Há também a questão psicológica. Muitas mulheres não sentem prazer anal. Outras não suportam nem a ideia de sexo nesse compartimento. Têm nojo, repulsa, sei lá. Sendo homens, tendo a resistência que temos a ser tocados no local em que a mamãe passou talquinho, não deveríamos estranhar essa objeção. Mas estranhamos. Crescemos ouvindo na sala de casa, daquele tio simpático e depravado, que não há nada mais gostoso que submeter uma mulher à retidão da nossa fantasia – e que ela, embora chore como se estivesse sendo machucada, adora. Movidos pela nossa luxúria, nos recusamos a acreditar que as mulheres realmente não gostam ou não querem “dar o bumbum”. Tendemos a achar, lá no fundo, que a resistência delas é uma espécie de trava emocional, uma neurose, um defeito de software que um dia, com muita persistência, será consertado na conversa. Ou na marra.
É preciso admitir que a fabulosa lenda do sexo anal tem dois pés na realidade. Um são as mulheres que realmente gostam dessa modalidade de prazer. Elas existem e nem são tão poucas. Movem-se com discrição entre os homens e entre as próprias mulheres porque a nossa moral sexual condena tudo aquilo que secretamente exalta. As moças sodomitas têm vergonha e sabem que podem ser discriminadas por moralistas e por feministas. Quando um homem esbarra numa delas, às vezes de forma totalmente inesperada, descobre logo de cara que aquele tio pervertido era um idiota – quando elas gostam, a dor não é parte importante do processo. O prazer se faz com jeito e delicadeza masculinas.
O outro pé da lenda é dado pelas mulheres que cedem, embora não gostem. Elas também são muitas. O marido insiste há tanto tempo, a relação anda meio morna, então vai lá – qualquer coisa para ver os olhos do sujeito brilhando de novo. Com o tempo elas se acostumam. Ou então há o medo de perder, medo de que o cara – como diz Nicole Bahls – vá buscar por aí o que não tem em casa. Neste caso, elas tomam um pilequinho, ou acendem um cigarrinho, e meio anestesiadas torcem para que o sujeito termine logo.

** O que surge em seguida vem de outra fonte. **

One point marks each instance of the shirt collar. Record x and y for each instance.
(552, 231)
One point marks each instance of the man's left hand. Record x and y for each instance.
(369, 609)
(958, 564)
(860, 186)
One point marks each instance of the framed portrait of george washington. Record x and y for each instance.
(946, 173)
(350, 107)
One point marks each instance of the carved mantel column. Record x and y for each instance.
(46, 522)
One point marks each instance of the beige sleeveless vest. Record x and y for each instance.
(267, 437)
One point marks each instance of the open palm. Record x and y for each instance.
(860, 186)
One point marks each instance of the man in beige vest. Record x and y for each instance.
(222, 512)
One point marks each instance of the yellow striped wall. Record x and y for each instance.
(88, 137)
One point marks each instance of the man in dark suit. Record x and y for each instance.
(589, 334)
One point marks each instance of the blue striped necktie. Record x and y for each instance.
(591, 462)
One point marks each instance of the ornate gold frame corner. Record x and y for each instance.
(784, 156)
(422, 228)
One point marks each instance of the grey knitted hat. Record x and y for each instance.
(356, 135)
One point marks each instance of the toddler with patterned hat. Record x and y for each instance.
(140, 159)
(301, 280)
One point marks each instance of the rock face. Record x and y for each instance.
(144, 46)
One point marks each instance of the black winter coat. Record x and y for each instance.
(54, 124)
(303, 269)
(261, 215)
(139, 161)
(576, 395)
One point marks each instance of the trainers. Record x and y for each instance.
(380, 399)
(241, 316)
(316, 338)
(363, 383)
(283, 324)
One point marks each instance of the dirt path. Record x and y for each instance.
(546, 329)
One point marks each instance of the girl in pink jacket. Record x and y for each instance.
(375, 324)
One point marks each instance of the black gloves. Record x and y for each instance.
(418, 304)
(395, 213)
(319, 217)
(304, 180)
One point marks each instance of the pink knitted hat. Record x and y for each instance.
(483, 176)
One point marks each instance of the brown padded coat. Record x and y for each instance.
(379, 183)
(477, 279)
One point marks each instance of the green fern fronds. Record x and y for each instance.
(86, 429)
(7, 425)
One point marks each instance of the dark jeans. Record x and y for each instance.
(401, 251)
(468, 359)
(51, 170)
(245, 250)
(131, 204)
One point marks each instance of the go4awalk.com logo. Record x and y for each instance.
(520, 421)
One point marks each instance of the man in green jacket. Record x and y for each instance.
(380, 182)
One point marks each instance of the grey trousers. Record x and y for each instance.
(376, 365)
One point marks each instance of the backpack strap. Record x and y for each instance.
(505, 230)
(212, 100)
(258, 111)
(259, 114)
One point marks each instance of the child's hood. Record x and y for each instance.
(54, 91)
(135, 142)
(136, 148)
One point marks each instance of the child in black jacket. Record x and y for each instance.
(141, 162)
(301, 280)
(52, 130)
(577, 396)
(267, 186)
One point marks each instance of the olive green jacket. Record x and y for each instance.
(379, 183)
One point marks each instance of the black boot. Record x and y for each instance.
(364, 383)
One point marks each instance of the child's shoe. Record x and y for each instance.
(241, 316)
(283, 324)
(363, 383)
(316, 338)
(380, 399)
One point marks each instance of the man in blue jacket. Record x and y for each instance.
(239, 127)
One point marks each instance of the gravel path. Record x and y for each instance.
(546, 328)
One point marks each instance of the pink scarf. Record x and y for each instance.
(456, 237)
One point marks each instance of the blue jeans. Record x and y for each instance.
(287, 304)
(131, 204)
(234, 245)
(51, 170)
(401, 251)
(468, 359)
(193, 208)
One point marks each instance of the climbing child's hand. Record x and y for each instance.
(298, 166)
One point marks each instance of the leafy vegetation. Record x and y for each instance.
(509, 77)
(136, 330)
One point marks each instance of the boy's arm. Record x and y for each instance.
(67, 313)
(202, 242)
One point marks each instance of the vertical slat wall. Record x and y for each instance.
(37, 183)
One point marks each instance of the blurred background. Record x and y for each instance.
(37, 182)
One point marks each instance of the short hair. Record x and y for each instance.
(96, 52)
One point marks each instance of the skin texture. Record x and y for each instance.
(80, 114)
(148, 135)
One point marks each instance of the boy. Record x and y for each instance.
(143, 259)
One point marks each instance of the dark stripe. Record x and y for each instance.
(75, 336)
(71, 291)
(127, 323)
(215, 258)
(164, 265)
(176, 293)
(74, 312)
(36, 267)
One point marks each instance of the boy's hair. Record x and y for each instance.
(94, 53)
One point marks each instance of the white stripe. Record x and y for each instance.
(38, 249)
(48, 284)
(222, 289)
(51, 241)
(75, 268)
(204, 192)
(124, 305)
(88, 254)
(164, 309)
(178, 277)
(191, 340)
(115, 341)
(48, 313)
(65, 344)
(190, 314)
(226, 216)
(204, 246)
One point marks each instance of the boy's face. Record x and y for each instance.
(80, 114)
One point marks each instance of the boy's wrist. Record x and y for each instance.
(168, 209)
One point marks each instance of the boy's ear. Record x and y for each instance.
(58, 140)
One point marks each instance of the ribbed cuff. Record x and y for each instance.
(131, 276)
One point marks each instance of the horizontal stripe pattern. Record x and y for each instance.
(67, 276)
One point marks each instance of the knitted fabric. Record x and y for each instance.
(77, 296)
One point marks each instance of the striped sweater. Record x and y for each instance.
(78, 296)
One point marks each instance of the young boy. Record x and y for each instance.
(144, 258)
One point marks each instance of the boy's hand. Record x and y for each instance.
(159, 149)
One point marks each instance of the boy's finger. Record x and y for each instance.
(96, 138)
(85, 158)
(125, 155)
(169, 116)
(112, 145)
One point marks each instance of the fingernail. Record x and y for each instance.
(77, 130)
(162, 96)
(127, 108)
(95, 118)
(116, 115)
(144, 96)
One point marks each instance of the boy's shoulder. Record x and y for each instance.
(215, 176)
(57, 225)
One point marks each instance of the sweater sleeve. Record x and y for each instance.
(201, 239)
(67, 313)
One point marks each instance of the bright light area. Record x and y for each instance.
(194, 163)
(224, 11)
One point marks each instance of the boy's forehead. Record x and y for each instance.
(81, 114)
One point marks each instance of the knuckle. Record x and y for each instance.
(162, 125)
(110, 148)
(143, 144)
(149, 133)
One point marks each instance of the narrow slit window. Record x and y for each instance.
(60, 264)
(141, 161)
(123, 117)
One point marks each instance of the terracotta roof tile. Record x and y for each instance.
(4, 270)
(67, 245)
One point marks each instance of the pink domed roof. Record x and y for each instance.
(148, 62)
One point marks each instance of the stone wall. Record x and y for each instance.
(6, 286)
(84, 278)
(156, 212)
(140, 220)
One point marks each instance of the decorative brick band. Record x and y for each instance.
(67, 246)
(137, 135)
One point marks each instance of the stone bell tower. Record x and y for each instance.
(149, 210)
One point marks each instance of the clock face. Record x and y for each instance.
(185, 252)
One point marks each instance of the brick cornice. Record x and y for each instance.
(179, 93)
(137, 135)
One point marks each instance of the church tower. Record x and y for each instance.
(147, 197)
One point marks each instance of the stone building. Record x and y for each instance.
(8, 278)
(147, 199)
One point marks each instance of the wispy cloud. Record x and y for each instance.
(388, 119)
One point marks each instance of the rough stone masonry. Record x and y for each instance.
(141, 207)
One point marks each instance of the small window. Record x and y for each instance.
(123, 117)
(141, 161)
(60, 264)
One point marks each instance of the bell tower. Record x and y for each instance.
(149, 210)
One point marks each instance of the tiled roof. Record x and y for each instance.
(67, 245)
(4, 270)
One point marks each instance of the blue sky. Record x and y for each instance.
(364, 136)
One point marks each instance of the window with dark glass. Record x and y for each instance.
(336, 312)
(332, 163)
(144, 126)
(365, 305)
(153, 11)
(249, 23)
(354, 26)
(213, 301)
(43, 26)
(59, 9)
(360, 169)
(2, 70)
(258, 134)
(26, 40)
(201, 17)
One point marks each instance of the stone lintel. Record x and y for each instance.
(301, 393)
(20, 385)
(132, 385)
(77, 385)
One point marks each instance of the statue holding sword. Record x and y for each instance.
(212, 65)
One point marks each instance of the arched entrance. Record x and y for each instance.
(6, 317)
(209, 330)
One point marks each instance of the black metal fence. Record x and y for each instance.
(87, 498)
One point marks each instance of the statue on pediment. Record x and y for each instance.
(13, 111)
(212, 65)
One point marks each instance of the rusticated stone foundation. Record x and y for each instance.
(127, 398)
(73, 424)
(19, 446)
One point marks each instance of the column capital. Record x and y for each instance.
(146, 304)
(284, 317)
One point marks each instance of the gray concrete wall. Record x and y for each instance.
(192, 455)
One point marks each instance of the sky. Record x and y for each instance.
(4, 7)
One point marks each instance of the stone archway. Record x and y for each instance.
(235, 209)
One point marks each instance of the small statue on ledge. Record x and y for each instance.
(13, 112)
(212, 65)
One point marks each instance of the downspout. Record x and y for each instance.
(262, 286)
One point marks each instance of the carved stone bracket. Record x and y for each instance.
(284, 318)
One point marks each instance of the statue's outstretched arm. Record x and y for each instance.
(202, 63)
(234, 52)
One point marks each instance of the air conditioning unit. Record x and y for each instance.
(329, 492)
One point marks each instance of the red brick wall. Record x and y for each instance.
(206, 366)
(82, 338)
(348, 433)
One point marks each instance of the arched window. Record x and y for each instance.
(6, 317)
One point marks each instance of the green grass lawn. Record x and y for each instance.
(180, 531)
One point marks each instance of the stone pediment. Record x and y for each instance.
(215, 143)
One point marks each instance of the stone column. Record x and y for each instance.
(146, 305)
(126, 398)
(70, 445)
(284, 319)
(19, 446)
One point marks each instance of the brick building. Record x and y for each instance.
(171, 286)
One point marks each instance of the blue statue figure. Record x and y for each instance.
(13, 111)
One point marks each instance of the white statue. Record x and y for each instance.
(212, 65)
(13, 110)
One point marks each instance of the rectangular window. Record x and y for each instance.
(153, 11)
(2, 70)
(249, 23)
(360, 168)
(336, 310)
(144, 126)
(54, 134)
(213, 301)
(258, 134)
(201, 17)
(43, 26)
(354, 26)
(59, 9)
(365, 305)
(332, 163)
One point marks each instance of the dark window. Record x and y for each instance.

As feministas dirão que isso é um horror, mas a verdade é que as pessoas fazem muita coisa desprazerosa pelo outro. Elas suportam nove meses de gravidez, por exemplo. Ou cozinham e fazem faxina quando gostariam de se atirar no sofá. Os homens trabalham em empregos horrendos por anos a fio, 10, 12, 13 horas por dia, para manter a casa e a família. Quando alguém cai doente, o outro cuida, embora seja chato. Todas essas coisas são feitas, ao menos em parte, por amor. Muito na nossa vida envolve sacrifício. Eu não quero sugerir com isso que as mulheres tenham de ceder ao desejo dos seus homens e virar de costas apenas porque gostam dele. Mas acredito que se elas decidirem fazer isso terão suas razões. Assim como estarão inteiramente corretas se disserem não. É o corpo delas. É o bumbum delas. Talvez não exista nada mais íntimo e pessoal.